Upon hearing Tulloch’s admission I curl my body into a ball, unable to resist my need to cry. Guilt courses through me, poignant and unforgiving. I’ll never forgive myself. I’d almost beheaded Rob and nearly killed a bystander. I’m dangerous.
“Evie,” urges Rob, “you have to understand that it wasn’t your fault. We’ve felt everything. They’ve been waking you up, torturing you and killing you every few hours for over a week now. You were starving. We could feed at least, in between... but you... We understand.”
“And the man I nearly killed?” The question hangs in the air and they ponder it worriedly. “I doubt he understands,” I comment with no hint of humour. “So much for human-vampire liaison.”
Tul sighs, moving to my side and squashing onto the single mattress beside Rob and I. “You never wanted that gig anyway. But... the humans are a little afraid at the moment. There are more of them now than there were before; Johan’s had a lot of new recruits and you were a little volatile when you arrived. Grace and her lot seem more willing to try and understand, and the donors and Harkers too, but the newer mortal Alliance members, the ones who’ve had our world forced on them...” His words fail, stuttering into loaded silence.

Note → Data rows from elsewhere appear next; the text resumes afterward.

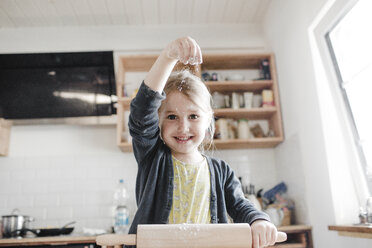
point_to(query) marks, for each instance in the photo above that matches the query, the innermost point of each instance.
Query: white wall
(58, 173)
(302, 159)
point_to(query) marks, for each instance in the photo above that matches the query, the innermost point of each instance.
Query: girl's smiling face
(183, 126)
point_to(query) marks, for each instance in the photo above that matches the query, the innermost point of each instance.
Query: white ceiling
(79, 13)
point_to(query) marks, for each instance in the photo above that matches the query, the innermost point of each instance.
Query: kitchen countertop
(81, 239)
(55, 240)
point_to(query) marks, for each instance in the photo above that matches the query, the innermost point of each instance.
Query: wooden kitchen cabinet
(5, 127)
(213, 62)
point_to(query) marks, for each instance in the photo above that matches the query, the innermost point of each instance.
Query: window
(350, 44)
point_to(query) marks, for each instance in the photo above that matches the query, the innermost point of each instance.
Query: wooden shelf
(125, 101)
(268, 142)
(247, 85)
(142, 63)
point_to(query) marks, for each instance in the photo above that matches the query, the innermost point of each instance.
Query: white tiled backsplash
(73, 176)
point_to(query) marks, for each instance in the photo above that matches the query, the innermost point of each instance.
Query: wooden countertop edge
(350, 228)
(353, 231)
(294, 228)
(48, 240)
(92, 239)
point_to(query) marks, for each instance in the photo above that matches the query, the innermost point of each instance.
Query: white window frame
(328, 17)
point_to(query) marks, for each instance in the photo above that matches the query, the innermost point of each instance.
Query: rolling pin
(186, 236)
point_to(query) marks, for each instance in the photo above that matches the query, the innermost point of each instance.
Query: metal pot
(12, 225)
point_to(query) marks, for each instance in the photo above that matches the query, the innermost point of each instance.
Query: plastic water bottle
(121, 219)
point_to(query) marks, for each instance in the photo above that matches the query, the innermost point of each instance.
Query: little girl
(171, 119)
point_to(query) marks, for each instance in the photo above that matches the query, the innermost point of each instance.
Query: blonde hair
(196, 91)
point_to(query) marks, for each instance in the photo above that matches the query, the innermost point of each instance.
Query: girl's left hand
(185, 50)
(263, 234)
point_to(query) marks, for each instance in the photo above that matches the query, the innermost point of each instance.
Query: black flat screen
(56, 90)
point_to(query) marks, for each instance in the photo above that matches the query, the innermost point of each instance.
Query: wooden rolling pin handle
(281, 237)
(115, 239)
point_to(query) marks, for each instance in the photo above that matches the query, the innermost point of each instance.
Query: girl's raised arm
(185, 50)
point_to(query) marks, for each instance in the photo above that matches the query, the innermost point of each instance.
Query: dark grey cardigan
(154, 186)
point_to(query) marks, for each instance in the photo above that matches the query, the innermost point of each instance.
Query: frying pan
(186, 236)
(43, 232)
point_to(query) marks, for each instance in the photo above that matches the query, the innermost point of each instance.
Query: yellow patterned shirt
(191, 193)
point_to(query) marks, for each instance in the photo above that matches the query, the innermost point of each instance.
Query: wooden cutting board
(186, 236)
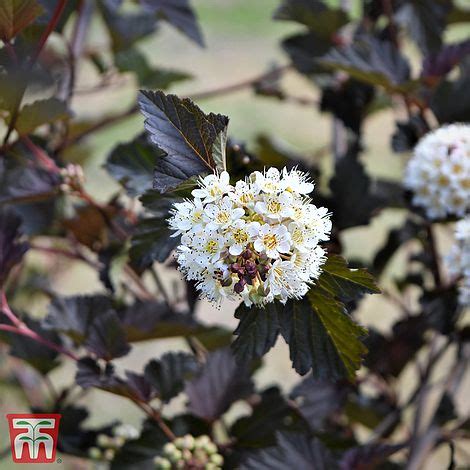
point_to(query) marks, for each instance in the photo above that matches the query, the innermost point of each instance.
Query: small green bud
(202, 441)
(188, 442)
(109, 454)
(210, 448)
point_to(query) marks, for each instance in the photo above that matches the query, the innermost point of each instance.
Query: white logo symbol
(33, 437)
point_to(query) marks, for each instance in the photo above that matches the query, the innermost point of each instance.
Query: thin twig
(21, 90)
(227, 89)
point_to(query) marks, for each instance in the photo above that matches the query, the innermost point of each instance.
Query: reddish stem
(50, 27)
(21, 328)
(41, 156)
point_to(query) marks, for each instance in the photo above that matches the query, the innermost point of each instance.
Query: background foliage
(360, 64)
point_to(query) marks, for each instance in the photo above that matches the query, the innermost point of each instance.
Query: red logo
(33, 437)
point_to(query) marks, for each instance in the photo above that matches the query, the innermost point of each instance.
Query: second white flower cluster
(258, 239)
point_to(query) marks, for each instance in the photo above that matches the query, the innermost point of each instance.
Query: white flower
(296, 181)
(222, 214)
(458, 260)
(257, 241)
(272, 240)
(244, 194)
(283, 281)
(213, 186)
(308, 264)
(269, 181)
(209, 246)
(239, 236)
(438, 173)
(303, 237)
(275, 206)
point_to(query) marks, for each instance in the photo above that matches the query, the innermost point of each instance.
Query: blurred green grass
(242, 42)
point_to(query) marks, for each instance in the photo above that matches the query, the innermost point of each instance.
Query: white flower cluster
(258, 239)
(438, 173)
(458, 260)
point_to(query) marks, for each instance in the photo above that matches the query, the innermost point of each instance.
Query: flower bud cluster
(438, 173)
(73, 178)
(108, 445)
(458, 260)
(188, 452)
(258, 240)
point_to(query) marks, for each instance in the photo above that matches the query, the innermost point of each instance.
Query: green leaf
(132, 164)
(168, 374)
(179, 14)
(257, 331)
(15, 15)
(344, 283)
(320, 334)
(342, 332)
(322, 337)
(314, 14)
(372, 61)
(40, 112)
(185, 133)
(131, 60)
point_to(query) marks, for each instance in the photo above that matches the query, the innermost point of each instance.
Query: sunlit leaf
(184, 133)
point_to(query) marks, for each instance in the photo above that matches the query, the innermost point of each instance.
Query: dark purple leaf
(257, 331)
(439, 64)
(168, 374)
(372, 61)
(294, 451)
(11, 248)
(270, 414)
(106, 337)
(221, 382)
(185, 133)
(368, 457)
(318, 400)
(425, 22)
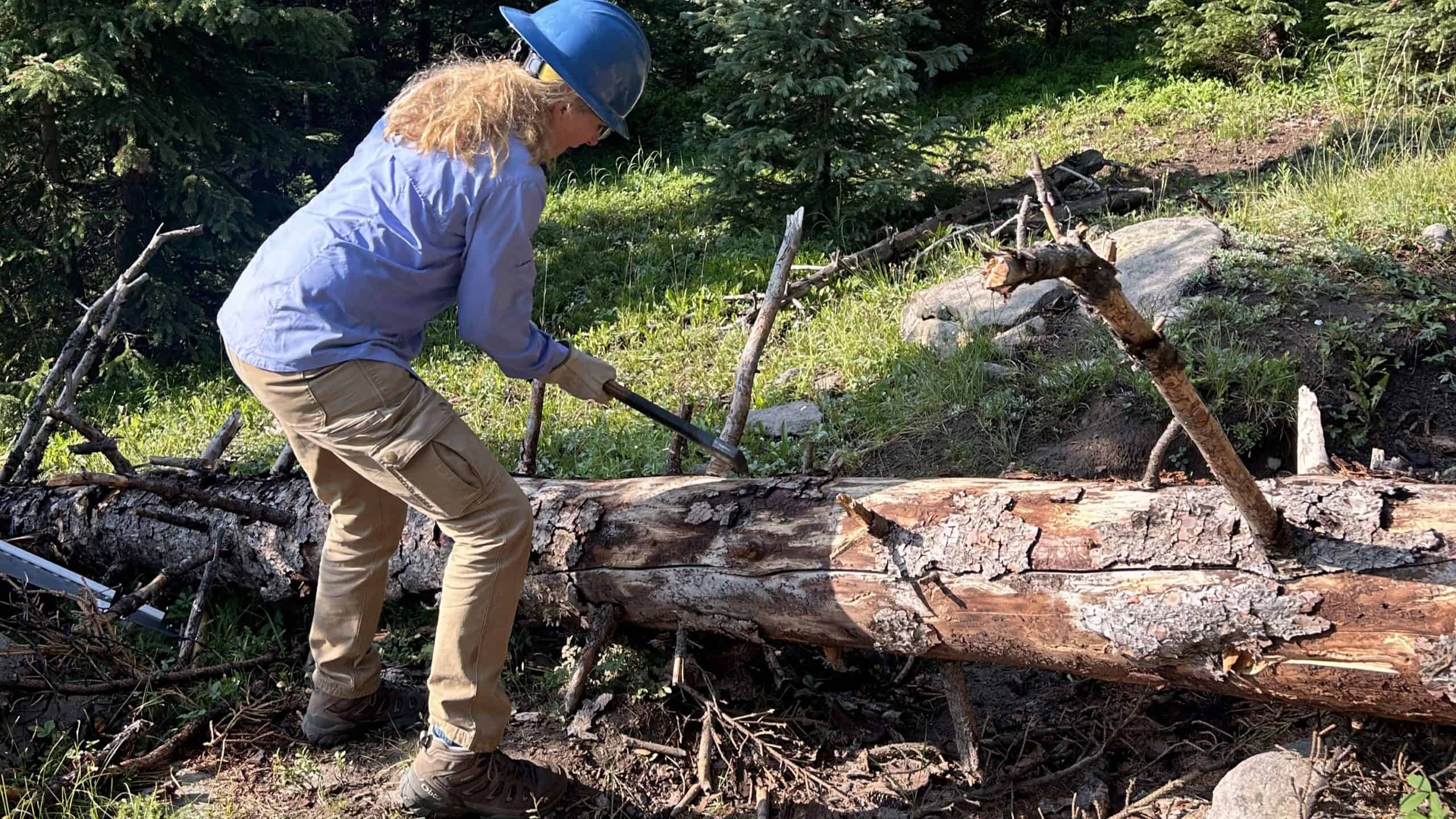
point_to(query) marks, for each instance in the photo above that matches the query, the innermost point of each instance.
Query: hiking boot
(446, 783)
(332, 721)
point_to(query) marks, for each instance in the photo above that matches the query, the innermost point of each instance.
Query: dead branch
(526, 465)
(758, 337)
(129, 280)
(1094, 280)
(175, 491)
(603, 626)
(1160, 454)
(124, 685)
(100, 441)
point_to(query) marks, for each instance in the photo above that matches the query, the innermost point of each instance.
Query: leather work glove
(583, 375)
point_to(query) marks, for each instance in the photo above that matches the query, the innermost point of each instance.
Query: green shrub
(810, 104)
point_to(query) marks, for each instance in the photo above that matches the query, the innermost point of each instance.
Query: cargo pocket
(432, 458)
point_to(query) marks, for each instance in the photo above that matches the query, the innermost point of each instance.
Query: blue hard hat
(594, 47)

“So what’s Johan going to do with me?” I wonder out loud, knowing there’ll be repercussions even if I can’t remember any of the events they’ve described to me.
Rob tenses, “He’s not going to do anything with you.” Predictably there’s a ‘but’ at the end of that sentence. “He wants to be sure you’re in control though, so he wants you to stay in a cell for awhile, for your own protection as well.”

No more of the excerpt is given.